Отрицание авторитета древних означает для Перро принципиально новый критерий «учености»: «Тщеславное желание казаться ученым с помощью цитат уступило место мудрому желанию действительно быть ученым с помощью непосредственного изучения творений Природы», т. е. знанию, почерпнутому из опыта, — эмпирическому. Отсюда Перро делает важный вывод: «Пока учитель наставляет своего ученика, он знает больше него; но когда он достиг предела своих знаний, а ученик не только исчерпал их, но и обогатился тысячью новых знаний о том же предмете… что же тут невозможного, если он превзойдет учителя?» По мысли Перро, каждое следующее поколение должно превосходить предыдущее. Древние, жившие на заре человечества, были детьми по сравнению с новыми, вобравшими в себя гигантский опыт всех промежуточных эпох. Поэтому, замечает Перро, «древние-то собственно — мы».

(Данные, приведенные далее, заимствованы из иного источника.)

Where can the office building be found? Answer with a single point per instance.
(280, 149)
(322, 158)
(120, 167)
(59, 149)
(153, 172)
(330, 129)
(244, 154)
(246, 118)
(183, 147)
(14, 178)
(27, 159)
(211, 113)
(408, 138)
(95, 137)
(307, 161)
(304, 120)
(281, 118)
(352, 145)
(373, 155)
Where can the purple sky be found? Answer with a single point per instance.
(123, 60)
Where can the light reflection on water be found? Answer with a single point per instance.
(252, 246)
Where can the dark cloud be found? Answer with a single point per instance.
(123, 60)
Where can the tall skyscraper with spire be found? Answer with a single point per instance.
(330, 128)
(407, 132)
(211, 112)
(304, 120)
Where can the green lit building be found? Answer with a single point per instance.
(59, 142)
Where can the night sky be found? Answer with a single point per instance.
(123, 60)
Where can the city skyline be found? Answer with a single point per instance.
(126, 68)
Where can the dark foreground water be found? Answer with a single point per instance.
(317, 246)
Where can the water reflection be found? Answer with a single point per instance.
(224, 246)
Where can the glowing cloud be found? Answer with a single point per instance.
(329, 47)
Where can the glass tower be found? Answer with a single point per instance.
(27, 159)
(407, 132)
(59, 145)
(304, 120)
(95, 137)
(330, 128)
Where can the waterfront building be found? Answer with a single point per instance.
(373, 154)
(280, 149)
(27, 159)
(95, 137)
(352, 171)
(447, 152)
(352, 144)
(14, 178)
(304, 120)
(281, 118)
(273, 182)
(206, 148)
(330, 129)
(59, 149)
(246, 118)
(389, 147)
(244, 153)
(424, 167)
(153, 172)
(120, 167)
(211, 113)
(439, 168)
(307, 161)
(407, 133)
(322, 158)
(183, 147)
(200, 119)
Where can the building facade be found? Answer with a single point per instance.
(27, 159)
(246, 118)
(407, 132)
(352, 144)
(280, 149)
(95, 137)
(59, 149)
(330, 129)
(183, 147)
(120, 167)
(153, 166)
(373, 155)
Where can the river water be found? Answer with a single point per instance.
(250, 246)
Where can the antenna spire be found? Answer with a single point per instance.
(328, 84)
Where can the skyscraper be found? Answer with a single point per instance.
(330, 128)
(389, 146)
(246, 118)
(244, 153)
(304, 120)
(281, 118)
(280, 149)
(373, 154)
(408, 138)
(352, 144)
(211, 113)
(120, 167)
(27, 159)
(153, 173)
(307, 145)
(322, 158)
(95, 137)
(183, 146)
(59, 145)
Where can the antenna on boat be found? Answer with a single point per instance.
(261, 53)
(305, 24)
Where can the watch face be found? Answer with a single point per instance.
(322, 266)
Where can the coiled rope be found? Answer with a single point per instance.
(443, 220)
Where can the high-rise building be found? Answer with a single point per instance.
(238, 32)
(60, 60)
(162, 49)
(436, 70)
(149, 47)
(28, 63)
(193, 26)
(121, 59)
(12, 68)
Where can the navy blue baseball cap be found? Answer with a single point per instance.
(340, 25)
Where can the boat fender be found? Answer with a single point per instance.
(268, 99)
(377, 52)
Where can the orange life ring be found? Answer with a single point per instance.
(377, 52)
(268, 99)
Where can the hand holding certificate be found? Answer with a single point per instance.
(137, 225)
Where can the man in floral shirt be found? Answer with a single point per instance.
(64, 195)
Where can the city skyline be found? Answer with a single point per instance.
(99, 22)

Как частный вывод из этой основной мысли Перро выдвигает необязательность знания древних языков. Эрудиты-педанты, полагает Перро, ревниво охраняют свою монополию на изучение древних, так как неспособны ни на что другое. Между тем, хороший перевод дает вполне достаточное знание древней литературы, иногда даже лучшее, чем подлинники: «Когда перевод прозаический и сделан умным человеком, я утверждаю, что мысли и чувства автора видны в нем так же хорошо, как в его собственных словах». Знание родного языка всегда лучше, чем чужого, поэтому восприятие перевода будет, по мнению Перро, богаче и вернее. Это рассуждение проиллюстрировано на примере «Илиады». Главное для Перро — возможно более точная передача содержания (иногда с помощью дополняющих комментариев). При этом содержание мыслится им вне конкретной национальной (языковой) формы. Отсюда — предпочтение, отдаваемое переводу перед подлинником и прозаическому переводу перед поэтическим. Именно от этих взглядов Перро берет свое начало французская традиция переводить стихи прозой, сохранившаяся до наших дней.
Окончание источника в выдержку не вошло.